The controversy surrounding Captain Marvel and Rotten Tomatoes continues as apparently the review aggregate site run by a former Disney employee has deleted upwards of 54,000 user reviews, which affects the Audience Score.
Users on social media have pointed out that earlier saw the Captain Marvel Rotten Tomatoes Audience Score have upward of 58K votes, but now a majority of those votes and reviews have been deleted by Rotten Tomatoes. A recent check of the site reveals there are now around 12k votes and reviews listed by fans.
@DDayCobra @RottenTomatoes seems to be deleting reviews. User count used to be at 58,353, but now it is at 58,327.
— —- — P3NNYW0RTH — — (@P3NNY_W0RTH) March 8, 2019
Rotten Tomatoes recently delisted users’ ability to vote whether or not they “Want to See” a movie, citing confusion with its “Audience Score,” but now apparently that doesn’t seem to really be the case, as the site seems to be attempting to censor and game the Audience Score by restarting the user process of reviews and voting. What is interesting is that the Captain Marvel Audience Score really hasn’t changed much as it stands at 38%, an MCU low, so Rotten Tomatoes’ attempts at – whatever they are doing – have been futile. I’m guessing the next step Rotten Tomatoes will take is to suspend user voting and reviews citing “trolls.”
Update: Rotten Tomatoes claims it was a bug and that user ratings for pre-release were factored into the post-release Audience Score for Captain Marvel. However, this contradicts their previous statement and reasoning that the “Want to See” score is different than the “Audience Score,” which only gets released after a movie is out.

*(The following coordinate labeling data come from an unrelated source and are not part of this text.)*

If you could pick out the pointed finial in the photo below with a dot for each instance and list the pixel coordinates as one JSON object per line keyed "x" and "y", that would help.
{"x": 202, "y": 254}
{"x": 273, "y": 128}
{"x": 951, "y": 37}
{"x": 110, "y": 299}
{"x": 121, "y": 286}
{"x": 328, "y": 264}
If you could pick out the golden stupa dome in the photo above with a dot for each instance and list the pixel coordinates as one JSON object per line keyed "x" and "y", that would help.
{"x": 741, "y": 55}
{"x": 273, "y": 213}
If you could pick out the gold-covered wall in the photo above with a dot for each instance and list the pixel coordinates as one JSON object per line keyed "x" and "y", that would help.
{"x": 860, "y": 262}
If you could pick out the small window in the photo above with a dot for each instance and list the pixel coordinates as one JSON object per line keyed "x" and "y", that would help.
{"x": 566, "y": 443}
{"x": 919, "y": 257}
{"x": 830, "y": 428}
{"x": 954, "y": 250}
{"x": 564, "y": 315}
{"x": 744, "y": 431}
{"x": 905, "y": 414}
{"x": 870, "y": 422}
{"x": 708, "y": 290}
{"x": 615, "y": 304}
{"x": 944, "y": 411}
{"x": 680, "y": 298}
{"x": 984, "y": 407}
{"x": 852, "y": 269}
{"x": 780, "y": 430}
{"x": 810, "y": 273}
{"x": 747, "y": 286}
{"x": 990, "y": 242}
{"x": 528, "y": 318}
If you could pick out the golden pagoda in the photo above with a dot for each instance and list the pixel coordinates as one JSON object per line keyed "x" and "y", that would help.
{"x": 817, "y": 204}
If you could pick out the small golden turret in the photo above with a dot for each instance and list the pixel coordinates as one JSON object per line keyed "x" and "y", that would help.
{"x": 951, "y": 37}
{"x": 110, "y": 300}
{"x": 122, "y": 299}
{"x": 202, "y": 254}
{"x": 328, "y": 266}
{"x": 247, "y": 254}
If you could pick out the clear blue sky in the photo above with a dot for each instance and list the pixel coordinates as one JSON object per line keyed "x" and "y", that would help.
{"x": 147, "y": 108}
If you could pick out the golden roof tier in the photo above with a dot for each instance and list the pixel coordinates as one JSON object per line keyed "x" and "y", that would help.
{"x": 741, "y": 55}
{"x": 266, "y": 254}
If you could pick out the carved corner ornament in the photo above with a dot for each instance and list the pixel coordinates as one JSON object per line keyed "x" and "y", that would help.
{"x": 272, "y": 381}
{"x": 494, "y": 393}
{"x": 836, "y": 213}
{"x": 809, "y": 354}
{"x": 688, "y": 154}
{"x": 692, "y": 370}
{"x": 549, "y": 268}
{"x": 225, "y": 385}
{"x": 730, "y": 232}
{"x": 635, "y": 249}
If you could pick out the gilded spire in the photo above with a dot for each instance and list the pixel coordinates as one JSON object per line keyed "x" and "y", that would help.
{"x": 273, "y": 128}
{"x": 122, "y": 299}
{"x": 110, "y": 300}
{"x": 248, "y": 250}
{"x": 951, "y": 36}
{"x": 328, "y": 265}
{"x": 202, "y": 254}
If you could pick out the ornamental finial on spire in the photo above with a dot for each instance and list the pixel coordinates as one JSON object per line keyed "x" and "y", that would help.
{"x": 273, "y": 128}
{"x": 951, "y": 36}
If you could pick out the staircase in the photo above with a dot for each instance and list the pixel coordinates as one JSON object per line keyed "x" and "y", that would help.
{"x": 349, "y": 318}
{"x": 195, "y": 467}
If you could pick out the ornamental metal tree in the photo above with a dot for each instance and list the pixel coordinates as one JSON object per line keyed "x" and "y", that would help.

While some fans may be quick to point to the present high box office for Captain Marvel as evidence the movie is liked, and that the Rotten Tomatoes reviews are fake, a high box office doesn’t necessary mean the movie will perform better at the box office in the long run or will be liked by the critics or fans, with obvious cases being movies such as Han Solo, Suicide Squad, Batman vs. Superman, and I would even throw in Star Wars: The Last Jedi, which is responsible in part for Han Solo performing so poorly in addition to Disney having stopped making any new Star Wars movies following Episode IX (none are in production). Even if Captain Marvel has a huge opening weekend box office, it remains to be seen if the flick will have legs. Again movies like Batman vs Superman and Man of Steel started strong out of the gate but faded away in subsequent weeks. It will be interesting to see Captain Marvel‘s box office in the long run in addition to its foreign gross. Aquaman was okay here in the U.S. but was huge overseas, with the same applying to Venom. Will something similar happen for Captain Marvel?